On a day when oil prices surged 8%, the Market Vectors Russia ETF (NYSEArca: RSX) soared nearly 7%, helping further steady the largest Russia exchange traded fund trading in the U.S. RSX is now flat over the past month after slumping toward the end of last year.

Last month, the ruble slumped to an all-time low against the U.S. dollar, prompting some market observers to up criticism of the country’s central bank for doing more to defend the currency. Those factors and others are causing global investors to lose patience with Russian equities.
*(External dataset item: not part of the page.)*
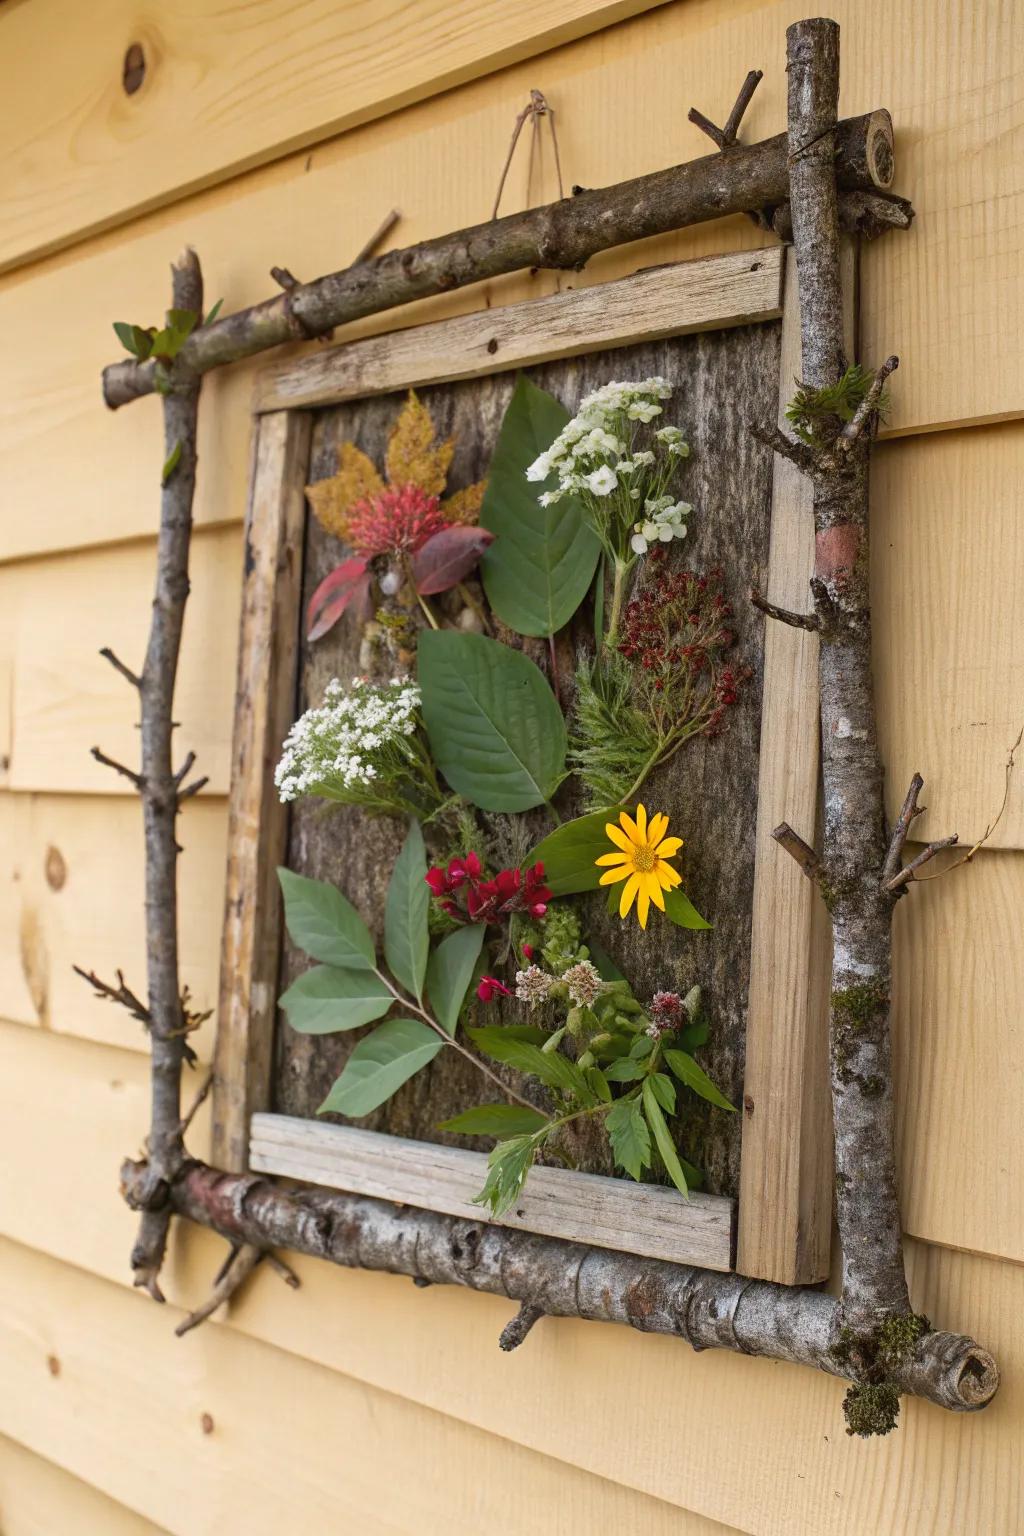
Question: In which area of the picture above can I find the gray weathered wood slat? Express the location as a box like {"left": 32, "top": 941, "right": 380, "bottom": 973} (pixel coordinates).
{"left": 253, "top": 248, "right": 784, "bottom": 412}
{"left": 250, "top": 1113, "right": 735, "bottom": 1271}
On a technical basis, some traders could see opportunity in RSX because the ETF’s recent slide has made it deeply oversold.

Recent price action in RSX is encouraging, particularly when considering market observers widely expect Russia’s worst post-Soviet era recession to extend throughout this year. Onlookers remain cautious over the market outlook. While President Vladimir Putin and other Russian politicians argue that the worst is over, the economy is expected to remain in a recession for the year. Russia’s GDP is expected to contract again this year, extending what is becoming a lengthy recession.

“The weak ruble should cushion the blow to public finances as it raises the ruble value of the government’s dollar-denominated oil receipts. But it wouldn’t be enough to fully offset the drop in oil prices. Despite a fiscal squeeze equivalent to 1% of GDP this year, we expect the federal budget deficit to widen to 4% of GDP. This means that further tightening will be needed over the coming years,” according to a Capital Economics note posted by Teresa Rivas of Barron’s.

Investors could also be lured back to RSX and Russian stocks due to some of the emerging world’s cheapest valuations. Still, Russia is one of the world’s largest energy producers outside of the Organization of Petroleum Countries (OPEC).